If you're batching a cocktail with bitters in it, whether it's an Old Fashioned, a Negroni, or a seasonal concoction like an apple cider (or watermelon!) cocktail, there's one important thing to keep in mind to make sure the batch comes out perfectly balanced.

What are cocktail bitters, anyway?

There are lots of different types of bitters that you can add to your cocktails, but they all play essentially the same role -– and it's an important one. Bitters are alcohol infused with all different kinds of aromatics and botanicals, from herbs and spices to fruits and even tree bark (per A Couple Cooks). You may not even realize you're sipping on them, but they're those strong, unique finishers that really seal the deal on a cocktail's distinct flavor.
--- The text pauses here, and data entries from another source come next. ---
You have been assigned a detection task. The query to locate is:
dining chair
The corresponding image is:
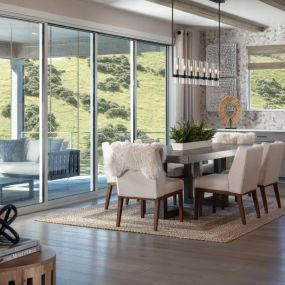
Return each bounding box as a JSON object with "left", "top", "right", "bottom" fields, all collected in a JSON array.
[
  {"left": 115, "top": 146, "right": 184, "bottom": 231},
  {"left": 135, "top": 139, "right": 184, "bottom": 205},
  {"left": 194, "top": 145, "right": 263, "bottom": 225},
  {"left": 102, "top": 142, "right": 129, "bottom": 209},
  {"left": 258, "top": 141, "right": 285, "bottom": 213}
]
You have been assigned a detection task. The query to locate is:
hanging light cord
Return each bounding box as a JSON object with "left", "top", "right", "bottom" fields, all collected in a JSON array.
[
  {"left": 218, "top": 2, "right": 221, "bottom": 77},
  {"left": 172, "top": 0, "right": 174, "bottom": 74}
]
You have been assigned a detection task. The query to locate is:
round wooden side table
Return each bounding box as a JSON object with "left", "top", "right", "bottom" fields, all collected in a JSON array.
[{"left": 0, "top": 246, "right": 56, "bottom": 285}]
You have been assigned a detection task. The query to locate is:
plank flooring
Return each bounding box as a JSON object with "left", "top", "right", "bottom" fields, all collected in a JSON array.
[{"left": 12, "top": 185, "right": 285, "bottom": 285}]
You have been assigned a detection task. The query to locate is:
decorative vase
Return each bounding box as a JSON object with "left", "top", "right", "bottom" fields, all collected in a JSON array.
[{"left": 171, "top": 140, "right": 212, "bottom": 151}]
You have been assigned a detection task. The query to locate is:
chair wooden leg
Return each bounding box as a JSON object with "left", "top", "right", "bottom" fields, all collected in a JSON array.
[
  {"left": 125, "top": 198, "right": 130, "bottom": 205},
  {"left": 236, "top": 195, "right": 246, "bottom": 225},
  {"left": 116, "top": 197, "right": 124, "bottom": 227},
  {"left": 252, "top": 190, "right": 261, "bottom": 218},
  {"left": 178, "top": 190, "right": 184, "bottom": 222},
  {"left": 194, "top": 189, "right": 200, "bottom": 220},
  {"left": 105, "top": 184, "right": 113, "bottom": 210},
  {"left": 173, "top": 195, "right": 177, "bottom": 206},
  {"left": 154, "top": 199, "right": 160, "bottom": 231},
  {"left": 212, "top": 194, "right": 217, "bottom": 213},
  {"left": 273, "top": 183, "right": 281, "bottom": 209},
  {"left": 260, "top": 186, "right": 268, "bottom": 214},
  {"left": 140, "top": 200, "right": 146, "bottom": 218}
]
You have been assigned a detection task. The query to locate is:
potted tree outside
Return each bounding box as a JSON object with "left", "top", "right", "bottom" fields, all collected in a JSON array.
[{"left": 170, "top": 121, "right": 215, "bottom": 151}]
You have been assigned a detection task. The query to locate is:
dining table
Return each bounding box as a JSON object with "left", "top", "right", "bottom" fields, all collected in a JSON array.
[{"left": 161, "top": 143, "right": 238, "bottom": 219}]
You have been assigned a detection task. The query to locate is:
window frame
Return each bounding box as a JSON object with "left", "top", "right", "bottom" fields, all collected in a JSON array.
[{"left": 248, "top": 44, "right": 285, "bottom": 111}]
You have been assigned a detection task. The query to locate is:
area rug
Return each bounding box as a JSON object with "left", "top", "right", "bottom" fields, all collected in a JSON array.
[{"left": 36, "top": 195, "right": 285, "bottom": 243}]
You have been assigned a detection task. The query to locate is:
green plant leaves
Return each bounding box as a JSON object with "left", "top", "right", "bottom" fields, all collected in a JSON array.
[{"left": 170, "top": 121, "right": 215, "bottom": 143}]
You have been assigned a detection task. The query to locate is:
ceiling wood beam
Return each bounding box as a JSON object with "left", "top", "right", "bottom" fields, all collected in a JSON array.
[
  {"left": 258, "top": 0, "right": 285, "bottom": 12},
  {"left": 147, "top": 0, "right": 267, "bottom": 32}
]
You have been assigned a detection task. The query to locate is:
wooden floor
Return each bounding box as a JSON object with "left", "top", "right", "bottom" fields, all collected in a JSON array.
[{"left": 13, "top": 186, "right": 285, "bottom": 285}]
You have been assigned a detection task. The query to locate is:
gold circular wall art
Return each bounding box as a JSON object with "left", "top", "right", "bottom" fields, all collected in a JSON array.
[{"left": 219, "top": 96, "right": 242, "bottom": 128}]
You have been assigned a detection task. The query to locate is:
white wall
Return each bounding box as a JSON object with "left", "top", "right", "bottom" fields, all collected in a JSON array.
[{"left": 0, "top": 0, "right": 172, "bottom": 43}]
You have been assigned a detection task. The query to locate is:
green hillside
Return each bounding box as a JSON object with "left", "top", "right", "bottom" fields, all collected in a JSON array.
[
  {"left": 250, "top": 55, "right": 285, "bottom": 110},
  {"left": 0, "top": 52, "right": 166, "bottom": 171}
]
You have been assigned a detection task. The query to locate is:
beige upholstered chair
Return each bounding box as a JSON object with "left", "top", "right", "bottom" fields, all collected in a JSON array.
[
  {"left": 102, "top": 142, "right": 130, "bottom": 209},
  {"left": 258, "top": 141, "right": 285, "bottom": 213},
  {"left": 115, "top": 147, "right": 184, "bottom": 231},
  {"left": 194, "top": 145, "right": 263, "bottom": 225}
]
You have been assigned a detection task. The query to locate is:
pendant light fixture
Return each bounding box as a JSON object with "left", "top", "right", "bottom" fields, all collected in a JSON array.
[{"left": 172, "top": 0, "right": 226, "bottom": 86}]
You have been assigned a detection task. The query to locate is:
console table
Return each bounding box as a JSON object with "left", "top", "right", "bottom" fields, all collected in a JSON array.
[{"left": 0, "top": 246, "right": 56, "bottom": 285}]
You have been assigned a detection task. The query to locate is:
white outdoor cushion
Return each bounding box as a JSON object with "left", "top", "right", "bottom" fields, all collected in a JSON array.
[
  {"left": 195, "top": 174, "right": 229, "bottom": 191},
  {"left": 26, "top": 140, "right": 40, "bottom": 162},
  {"left": 0, "top": 162, "right": 39, "bottom": 176}
]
Only a few dashes, if that, are necessary because these tiny bottles pack a big punch. Some are spicy and bitter, like Angostura bitters, which are used in cocktails like Old Fashioneds, Manhattans, and Pisco Sours. Others have a citrusy, zesty flavor like orange bitters, which you'll find in cocktails like Pegu Clubs, Casanovas, and Negronis. And some are a little minty and sweet like Peychaud's bitters, which are used in the classic Sazerac cocktail.

Less is more: cut down on the bitters

In most cases when you batch a cocktail, you can simply increase the amount of each ingredient, keeping their overall proportions the same. But bitters are different -– if you multiply the original proportion like everything else, your cocktail might end up undrinkable.

That's because, as Cocktail Contessa explains, the longer bitters sit in the cocktail, the more potent and overpowering they'll become. So if you're including them in a batched cocktail that you make ahead of time, you'll need to cut down on the proportion to account for the time spent stewing with the other ingredients -– because once you've over-bittered a cocktail, there's not much you can do to un-bitter it.

Cocktail Contessa recommends cutting the original proportion in half for your batched cocktail, and from there you can always add a few more dashes to taste. An alternative if you want to play it safe is to simply omit the bitters when you make the batch, and instead leave them out for your guests to sprinkle into their glasses once they pour their cocktail.